Dia hanya bisa tidur miring ke kiri. Dia dengan berani menahan rasa sakit yang luar biasa, tetapi sangat takut akan kematian. Dia meminta untuk tidur di lantai dasar, selalu di dekat jendela agar dia bisa melarikan diri jika mereka datang untuk mendobrak pintu.

Seorang anak laki-laki, yang telah dibacok sampai mati di depan matanya, dia hampir lupa – hantaman popor senapan menghilangkan ingatannya. Tapi cinta besar yang dia rasakan untuknya hidup di dalam hatinya.

Suatu hari saya akhirnya berhasil membuatnya tertawa. Tawanya tegang. Dia menekanku ke dadanya, mencium puncak kepalaku. Namun kemudian segera menarik diri, tampaknya takut Tuhan akan menganggap curahan emosi seperti itu berlebihan.

Selama tiga puluh lima tahun dia hidup dengan tengkorak yang retak. Dia meninggal pada usia 80 tahun.

***

Saya tidak pernah bertemu Sharakan – kami merindukan satu sama lain selama 20 tahun.

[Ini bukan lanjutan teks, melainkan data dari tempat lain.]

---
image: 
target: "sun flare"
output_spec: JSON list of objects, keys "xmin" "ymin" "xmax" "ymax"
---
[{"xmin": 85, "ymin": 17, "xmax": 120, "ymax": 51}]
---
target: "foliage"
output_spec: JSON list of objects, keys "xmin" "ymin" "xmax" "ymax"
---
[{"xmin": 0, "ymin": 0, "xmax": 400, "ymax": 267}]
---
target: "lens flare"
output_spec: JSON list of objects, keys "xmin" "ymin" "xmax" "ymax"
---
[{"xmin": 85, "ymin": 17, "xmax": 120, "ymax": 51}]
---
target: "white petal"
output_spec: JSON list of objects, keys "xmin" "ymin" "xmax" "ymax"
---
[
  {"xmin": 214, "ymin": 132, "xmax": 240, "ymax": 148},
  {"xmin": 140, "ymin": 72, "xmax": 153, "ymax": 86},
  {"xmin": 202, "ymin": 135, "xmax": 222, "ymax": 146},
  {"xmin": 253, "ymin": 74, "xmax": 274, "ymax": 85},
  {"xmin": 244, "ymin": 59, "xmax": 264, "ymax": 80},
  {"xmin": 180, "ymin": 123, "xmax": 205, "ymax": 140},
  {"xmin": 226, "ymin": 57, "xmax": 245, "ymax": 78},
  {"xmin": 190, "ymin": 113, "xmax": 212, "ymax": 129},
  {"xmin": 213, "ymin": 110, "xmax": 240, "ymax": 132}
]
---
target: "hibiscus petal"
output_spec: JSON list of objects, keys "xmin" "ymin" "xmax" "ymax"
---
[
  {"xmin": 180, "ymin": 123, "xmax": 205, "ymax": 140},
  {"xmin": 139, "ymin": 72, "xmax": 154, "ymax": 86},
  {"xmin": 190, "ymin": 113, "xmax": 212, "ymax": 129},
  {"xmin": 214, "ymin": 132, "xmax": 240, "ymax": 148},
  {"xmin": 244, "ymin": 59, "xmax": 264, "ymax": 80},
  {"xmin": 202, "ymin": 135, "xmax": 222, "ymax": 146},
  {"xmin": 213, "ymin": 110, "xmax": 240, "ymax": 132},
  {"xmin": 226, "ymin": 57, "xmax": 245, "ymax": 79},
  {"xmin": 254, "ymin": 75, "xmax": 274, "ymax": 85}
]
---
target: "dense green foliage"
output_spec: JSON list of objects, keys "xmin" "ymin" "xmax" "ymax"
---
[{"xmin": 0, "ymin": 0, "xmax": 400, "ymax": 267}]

Saya sangat mencintai kakek saya – dia adalah pria yang cerdas, ayah dan suami yang penyayang, kakek terbaik di dunia. Dia memiliki karakter yang sangat sulit – tapi lalu siapa yang bisa merasa nyaman setelah cobaan yang takdir memaksanya bertahan?

Generasi keempat orang Armenia yang lahir setelah genosida telah tumbuh dewasa. Dalam 100 tahun itu kita telah melihat banyak hal – kebangkitan dan kejatuhan kerajaan, perang dan kemakmuran, subordinasi dan kebebasan. Kami telah belajar untuk hidup dengan hati terbelah dua, dengan masa lalu yang dipenuhi dengan kepahitan dan kebahagiaan.

Kami tersebar di berbagai negara, kami berbicara dalam bahasa yang berbeda, percaya pada cita-cita yang berbeda, namun kami berbagi rasa sakit yang sama dan kami tidak membiarkan rasa sakit itu menguasai kami.

Kami dulu dan tetap menjadi orang-orang kreatif.

Banyak hal yang harus kita lakukan di tahun-tahun mendatang. Dan satu tugas besar terbentang di hadapan kita – menjalani hidup sedemikian rupa sehingga kita layak mengenang orang-orang yang hilang 100 tahun lalu.

Hari ini menandai satu abad sejak Genosida Armenia di Kekaisaran Ottoman.

Ingat dan jalani.

Narine Abgaryan adalah seorang penulis Armenia yang tinggal di Moskow.